Países como China e Índia alegam que reduções mais agressivas significam um freio ao desenvolvimento e que existe uma clara diferença na responsabilidade histórica de ricos e pobres.

“A narrativa de ter obrigações quase similares para todas as partes está criando uma nova fase de colonialismo no mundo: o colonialismo do carbono”, afirmou em entrevista recente o boliviano Diego Pacheco, que representa uma coalizão de países em desenvolvimento.

O fato de que muitos países da Europa Ocidental aceitaram um aumento na queima de combustíveis fósseis no curto prazo por causa da ameaça de desabastecimento de gás natural da Rússia é um complicador a mais.

O assunto terminou em impasse na reunião preparatória de junho e deve ser um dos temas mais importantes da conferência.

Créditos de carbono

Uma das decisões mais esperadas e celebradas da COP26 foi a finalização do Artigo 6, que diz respeito a um mercado de carbono global que envolva nações, além dos mecanismos privados que já existem hoje.

Na prática, porém, pouco se decidiu além dos princípios básicos de funcionamento desse novo mercado de créditos de carbono.
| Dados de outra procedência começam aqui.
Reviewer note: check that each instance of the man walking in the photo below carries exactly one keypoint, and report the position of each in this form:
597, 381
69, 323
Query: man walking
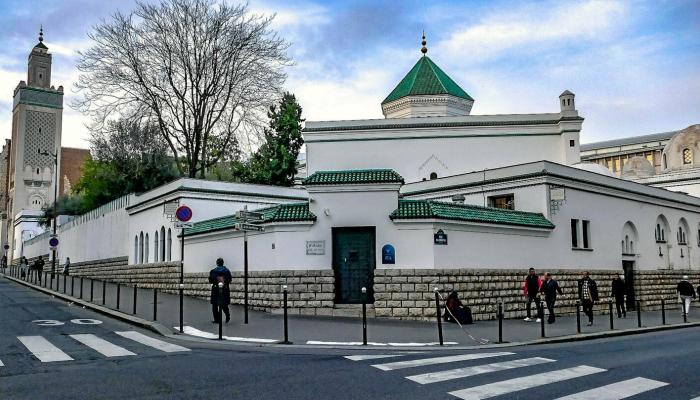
531, 288
588, 294
618, 292
686, 293
223, 275
550, 288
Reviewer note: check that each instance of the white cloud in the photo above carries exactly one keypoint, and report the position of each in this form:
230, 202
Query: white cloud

A expectativa é que haja avanços na conferência do Egito.

Será necessário decidir a estrutura e a governança da entidade que fará o registro dos créditos de carbono, para garantir uma contabilidade central e íntegra desses ativos.

Também será necessário definir como se darão as transações entre países e entre países e entes privados, os tipos de certificação, mecanismos para resolução de conflitos e assim por diante.

Um ponto controverso que foi “empurrado com a barriga” é o que fazer com o legado de créditos de carbono do Mecanismo do Desenvolvimento Limpo, parte do Protocolo de Kyoto, suplantado pelo Acordo de Paris.

“O que existe até agora é basicamente uma grande lista de temas a resolver”, diz Caroline Dihl Prolo, diretora-executiva da Laclima, uma associação de advogados da América Latina especializada em temas climáticos.

Veterana de COPs, ela afirma que as coisas só acontecem aos “45 do segundo tempo”. Mesmo assim, ainda há muito a resolver em fóruns técnicos antes que a primeira transação seja realizada.